Mortgage borrowers and pensioners may therefore seem worlds apart, but the challenges that aspiring first-time buyers face mean the two demographics are coming together.

The aforementioned stereotype of first-time buyers is not necessarily wrong. Five in eight mortgages (63 per cent) were taken out by first-time buyers in joint names last year, according to analysis from Halifax.

The lender also found that the average first-time buyer was over the age of 30 in all regions and nations last year, with the UK average at 32 years old.

The promise of more homes has so far not been enough

But buying a first home is not a milestone that everybody celebrates in their 30s. Data from Santander shows that nearly one in five first-time buyers (18 per cent) were at least 40 years old in the first quarter of 2024.

And like some kind of crossover, the oldest customer the bank helped to buy their first home so far this year was 67 years old.

Even if a first-time buyer fits the average profile of being in their 30s, mortgages are increasingly encroaching on pensions and retirement.

If the traditional view is that borrowers pay off their mortgage before retiring, with a sufficient number of working years left to boost their pension savings, this is something that is being dispelled.

A Freedom of Information request by LCP partner Steve Webb found year-on-year increases in the share of new mortgages with a term ending beyond the state pension age. Borrowers under the age of 40 were the fastest-growing group to take out such mortgages.

While mortgage terms can be reduced later down the line, and inflation can favour borrowers in the long-run, the challenges of delaying home ownership mean perceptions about retirement are also being reconsidered.

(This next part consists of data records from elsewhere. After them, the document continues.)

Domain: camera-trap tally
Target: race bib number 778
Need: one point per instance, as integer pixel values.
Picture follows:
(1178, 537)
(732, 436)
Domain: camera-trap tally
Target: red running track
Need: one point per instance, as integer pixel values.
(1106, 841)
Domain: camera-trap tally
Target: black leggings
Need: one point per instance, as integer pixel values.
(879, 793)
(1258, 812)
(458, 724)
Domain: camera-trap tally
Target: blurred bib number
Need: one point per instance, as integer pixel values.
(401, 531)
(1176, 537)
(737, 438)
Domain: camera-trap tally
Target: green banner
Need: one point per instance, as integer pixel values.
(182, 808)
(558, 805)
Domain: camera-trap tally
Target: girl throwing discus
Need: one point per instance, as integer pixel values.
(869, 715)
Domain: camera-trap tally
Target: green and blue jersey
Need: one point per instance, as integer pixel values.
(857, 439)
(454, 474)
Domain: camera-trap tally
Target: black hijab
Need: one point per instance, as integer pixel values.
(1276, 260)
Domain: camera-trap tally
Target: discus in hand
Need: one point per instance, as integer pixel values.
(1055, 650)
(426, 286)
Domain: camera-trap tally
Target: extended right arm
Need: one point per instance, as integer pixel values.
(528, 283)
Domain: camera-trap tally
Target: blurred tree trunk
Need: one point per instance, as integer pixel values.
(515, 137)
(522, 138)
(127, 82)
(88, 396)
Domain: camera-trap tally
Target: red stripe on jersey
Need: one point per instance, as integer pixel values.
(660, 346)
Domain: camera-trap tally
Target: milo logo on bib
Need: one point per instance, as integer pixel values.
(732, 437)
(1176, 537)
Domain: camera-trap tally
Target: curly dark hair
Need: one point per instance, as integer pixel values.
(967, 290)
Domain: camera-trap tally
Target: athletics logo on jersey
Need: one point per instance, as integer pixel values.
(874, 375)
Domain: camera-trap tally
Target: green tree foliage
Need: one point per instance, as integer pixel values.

At a glance: what parties have pledged on housing

Conservatives

  • Deliver 1.6mn homes.
  • Permanently abolish stamp duty for homes up to £425,000 for first-time buyers.
  • Introduce a new Help to Buy scheme to provide first-time buyers with an equity loan of up to 20 per cent towards the cost of a new-build home.
  • Continue the mortgage guarantee scheme.

Green Party

  • Provide 150,000 new social homes a year and end Right to Buy.
  • Empower local authorities to introduce rent controls.
  • End no-fault evictions.
  • Transform the planning system so new developments come with access to public services and green spaces are protected.

Labour

  • Planning reform to build 1.5mn homes.
  • A permanent Freedom to Buy mortgage guarantee scheme.
  • ‘First dibs’ for local people on new developments.
  • Reform compulsory purchase rules to get homes built.

Liberal Democrats

  • Increase building of new homes to 380,000 a year, including 150,000 social homes a year.
  • Ban no-fault evictions and make three-year tenancies the default.
  • Give local authorities the powers to end Right to Buy in their areas.
  • Abolish residential leaseholds and cap ground rents to a nominal fee.
  • Introduce a new Rent to Own model for social housing.

Reform UK

  • Review the planning system: fast track planning and tax incentives for development of brownfield sites.
  • Reform social housing law.
  • Scrap the 2019 tax changes for landlords to encourage smaller landlords into rental markets.
  • Abolish the Renters (Reform) Bill and boost monitoring, appeals and enforcement process.

Paying off a mortgage while being eligible for the state pension, for example, is a notion that we may have to become more familiar with. Research from LV last year found that a third of borrowers (32 per cent) did not think they would pay off their mortgage by the age of 65.

In 2022, more than half of people owned their own home by age 36 years. This has increased from 32 years in 2004, according to the Office for National Statistics

Building new homes is often cited as a solution to increasing home ownership, but the promise of more homes has so far not been enough.

Figures available up to the 2022-23 financial year show that "net additional dwellings" peaked at 248,590 in 2019-20. The government had set a target of 300,000 new homes a year by the middle of this decade.

Whatever the next government has in store for aspiring first-time buyers will not just have an impact on their route to home ownership, but their route to a secure retirement too.